Google and Facebook could be surreptitiously looking over your shoulder if you have been on a number of municipal websites.
Information compiled by Ingeniøren reveals that 20 out of 85 municipal websites share everything from ‘likes’ to advertising cookies before the user has had a chance to decline them.
READ ALSO: Danish Data Protection Agency overwhelmed by GDPR cases
This is clearly against the new EU data protection law introduced in the spring, which was designed to toughen up requirements regarding the protection of personal data.
“When a public website contacts Facebook and reveals that this or that citizen has visited the site, then I don’t think it is in the interests of society at large or part of a legitimate cause,” Catrine Søndergaard Byrne, a lawyer dealing with personal data issues at Labora Legal, told Ingeniøren.
“In fact it is quite the contrary and a clear breach of the data protection laws,” she added.
Caveat emptor
Facebook was recently fined by the UK Data Protection Agency for not sufficiently protecting the data of 87 million users that was harvested and used by the political consultancy firm Cambridge Analytica.
“With what we now know about Facebook, the authorities must take this into consideration when they co-operate with them,” Byrne cautioned.

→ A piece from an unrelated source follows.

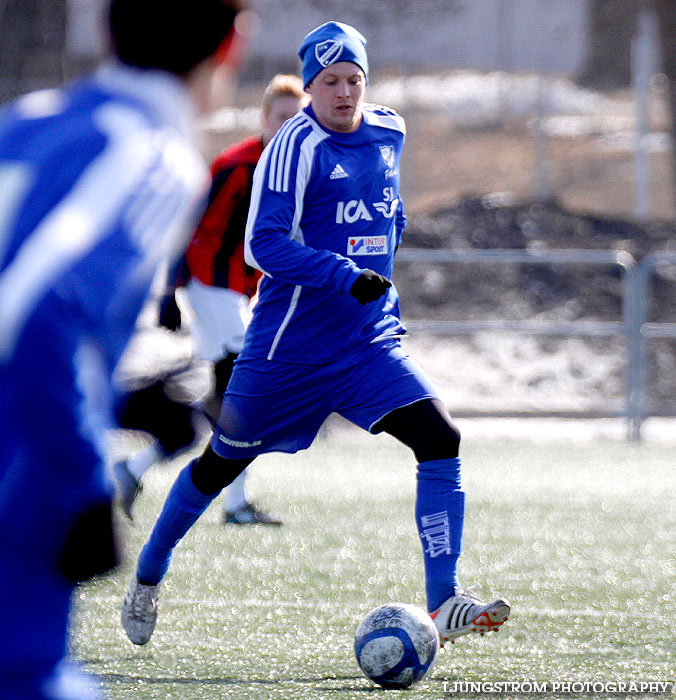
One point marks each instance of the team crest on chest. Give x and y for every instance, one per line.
x=327, y=52
x=387, y=154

READ ALSO: Google may have violated Denmark’s data storage laws
Fifteen of the websites looked at used social plug-ins that allow users to ‘like’ and ‘share’ content, but also allow companies such as Facebook to look over their shoulders.
However, some municipalities have not been aware of the problem before now.
“When we went to our supplier, we ordered a website that satisfied all the legal requirements, so of course it is our responsibility, but we were acting in good faith because we didn’t get the product we ordered,” said Ulla Baden, a spokesperson for Gladsaxe Municipality.
Ignorance no defence
This defence doesn’t carry much weight with the IT Political Association of Denmark. The chair of the organisation, Jesper Lund, said “this kind of tracking on official websites has to stop and if the authorities don’t know what a plug-in does, then they should just not use it. It’s as simple as that.”
Venstre’s IT spokesperson Torsten Schack agreed. “It is extremely problematic because if this can happen without anyone having really given the matter much thought, then one might be concerned about what other things there is no control over,” he said.